The defensive results of asking him to do more have been overwhelmingly positive. This is the best defense Finney-Smith has played. He continues to have a negative impact on opposing shooter’s field goal percentage (43.0 actual, 46.0 expected per NBA.com) in addition to he improved raw steals and blocks.

The offensive results have been as negative as the defensive results have been positive. Finney-Smith has been asked to initiate plays as a token ball handler in addition to being asked to shoot off of movement. Dorian being asked to initiate plays has mostly only served to slow the offense down. Dorian is not a threat to create his own shot and therefore the time he spends with the ball is simply filler before the real offense begins such as below.
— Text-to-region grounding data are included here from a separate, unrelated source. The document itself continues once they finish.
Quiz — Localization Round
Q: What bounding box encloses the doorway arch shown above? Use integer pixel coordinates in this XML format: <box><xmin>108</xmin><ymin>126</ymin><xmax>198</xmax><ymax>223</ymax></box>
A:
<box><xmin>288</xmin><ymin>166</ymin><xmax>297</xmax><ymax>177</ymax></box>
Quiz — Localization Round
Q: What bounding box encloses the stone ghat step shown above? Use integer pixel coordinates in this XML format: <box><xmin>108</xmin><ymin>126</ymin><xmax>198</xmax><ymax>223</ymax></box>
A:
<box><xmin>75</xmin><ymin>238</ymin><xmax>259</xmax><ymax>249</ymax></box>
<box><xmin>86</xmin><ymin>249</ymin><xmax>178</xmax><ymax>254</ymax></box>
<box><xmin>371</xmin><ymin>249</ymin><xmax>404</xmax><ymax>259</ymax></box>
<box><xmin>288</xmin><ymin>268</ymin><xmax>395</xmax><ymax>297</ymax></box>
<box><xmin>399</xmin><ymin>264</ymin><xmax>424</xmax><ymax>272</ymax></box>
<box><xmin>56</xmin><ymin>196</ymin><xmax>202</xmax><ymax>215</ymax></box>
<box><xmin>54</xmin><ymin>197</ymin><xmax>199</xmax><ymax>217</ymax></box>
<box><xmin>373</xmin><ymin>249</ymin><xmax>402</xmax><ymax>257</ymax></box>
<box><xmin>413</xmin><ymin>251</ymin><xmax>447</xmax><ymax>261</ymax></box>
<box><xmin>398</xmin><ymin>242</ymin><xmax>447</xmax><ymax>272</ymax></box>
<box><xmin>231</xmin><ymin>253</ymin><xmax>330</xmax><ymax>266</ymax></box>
Finney-Smith has also been asked to create for himself in transition and the results have been... mixed at best. Finney-Smith is likely the Maverick in the best physical shape and deserves to be commended for this. However, this also puts him in positions where he is attempting to score one on one in transition and he is simply not skilled at this. Finney-Smith is not a good enough ball handler to threaten NBA defenders, nor is he an overwhelming athlete by NBA standards. Because of these limitations, he often ends up trapped as he does below.(He is bailed out with a foul call, but this is not a good transition possession.)

Finney-Smith was especially asked to do too much while Kristaps Porzingis was out. Finney-Smith is a good player and its understandable that the Mavericks want him to stretch his game. Mikal Bridges has similarly been asked to stretch his game with the Phoenix Suns and his ability to do so is a big reason why the Suns made the NBA finals. However, Bridges was a first round pick who just received a four year $90 million contract.

Finney-Smith will be paid more than he is now after this season but there is a reason he was undrafted and is now playing on a three year $12 million contract. The Mavericks should be thankful for how well he has developed. They should allow Finney-Smith to go back to doing what he does best and hope that his shooting returns with a more simplified role.